Washington

Clouded issue: can the United States' plan for climate research get to the heart of the problem? Credit: NASA

A plan proposed by the Bush administration to research climate change is as likely to obscure important questions on the subject as to answer them. Such was the prevailing view of scientists who met last week to discuss the project.

The meeting of 1,300 scientists and officials was held in Washington on 3–5 December to deliver feedback on the draft Climate Change Science Program, which was released by the Bush administration last month (see Nature 420, 110; 200210.1038/420110a).

The plan will direct the US government's $1.7-billion annual research programme on climate change, but its critics say that it lacks the clear priorities and detailed objectives needed to drive the programme forward.

Jim Anderson, an atmospheric scientist at Harvard University, said the draft was filled with “generalizations” that would serve the interests of “neither the public nor the scientific community”.

Some climate scientists, including Anderson, hope that administration officials will take note of the feedback from the meeting so that the final version of the plan, due to be published next April, will be more specific. But others fear that the administration has no real interest in supporting research that might highlight either the causes or the dangers of global climate change.

Specialists at the meeting who had been asked to review the plan said that its main elements — nine broad research programmes, plus some big initiatives such as a global climate observation system — might fail through a lack of clearly stated objectives.

The scientists also called for more research on the impact of climate change on specific regions of the United States, more study of the relationship between the water cycle and climate change, and more computer power for running climate models. But environmental groups dismissed the consultation exercise as window-dressing.

James Mahoney, director of the programme, which coordinates the research activities of 13 federal agencies, says that the final plan will accelerate federally sponsored research and focus it on key policy questions.

“It's difficult to provide political leaders with a mandate to give people medicine that will have major impacts — it's like asking, 'Who wants to raise taxes?',” says Mahoney, who is assistant secretary of commerce for oceans and atmosphere. He emphasizes the need to reduce the scientific uncertainties surrounding global warming so that policy-makers can make better decisions.

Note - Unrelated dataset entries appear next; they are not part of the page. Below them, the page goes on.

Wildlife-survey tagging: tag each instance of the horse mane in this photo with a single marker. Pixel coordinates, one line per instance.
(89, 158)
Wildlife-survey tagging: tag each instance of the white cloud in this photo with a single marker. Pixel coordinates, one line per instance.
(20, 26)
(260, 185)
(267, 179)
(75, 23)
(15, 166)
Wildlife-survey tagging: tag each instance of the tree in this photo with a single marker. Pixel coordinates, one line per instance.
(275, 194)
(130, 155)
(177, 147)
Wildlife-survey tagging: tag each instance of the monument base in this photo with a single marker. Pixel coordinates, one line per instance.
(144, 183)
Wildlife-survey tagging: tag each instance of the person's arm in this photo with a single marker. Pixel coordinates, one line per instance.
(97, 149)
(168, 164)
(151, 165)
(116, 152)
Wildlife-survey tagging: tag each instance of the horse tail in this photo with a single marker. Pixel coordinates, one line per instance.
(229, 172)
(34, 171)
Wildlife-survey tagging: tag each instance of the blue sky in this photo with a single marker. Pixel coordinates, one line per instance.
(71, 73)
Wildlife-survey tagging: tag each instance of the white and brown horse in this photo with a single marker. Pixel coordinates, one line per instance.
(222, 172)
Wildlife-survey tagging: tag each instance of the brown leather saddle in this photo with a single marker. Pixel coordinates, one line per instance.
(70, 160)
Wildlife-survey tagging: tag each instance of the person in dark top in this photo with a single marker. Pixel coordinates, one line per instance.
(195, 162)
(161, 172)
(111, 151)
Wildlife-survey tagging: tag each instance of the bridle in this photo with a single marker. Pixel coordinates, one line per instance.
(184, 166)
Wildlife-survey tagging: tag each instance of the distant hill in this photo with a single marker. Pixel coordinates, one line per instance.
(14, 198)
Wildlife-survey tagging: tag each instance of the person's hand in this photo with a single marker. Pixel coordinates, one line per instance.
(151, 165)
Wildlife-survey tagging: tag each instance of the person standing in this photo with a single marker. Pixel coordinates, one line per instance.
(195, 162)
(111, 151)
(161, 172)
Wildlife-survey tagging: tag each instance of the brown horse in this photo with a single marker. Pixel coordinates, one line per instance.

The plan would allow for an extra $40-million annual initiative to tackle three areas of uncertainty: the role of aerosols in climate change, the size and location of carbon sources and sinks in North America, and how natural feedback processes influence climate change.

But some observers question the plan's emphasis. “More research doesn't necessarily decrease uncertainty,” says Benjamin Preston of the Pew Center on Global Climate Change. “And levels of uncertainty are not necessarily preventing decision-making right now.”

Researchers are now hoping that Mahoney will produce a final version of the plan that is more to their liking.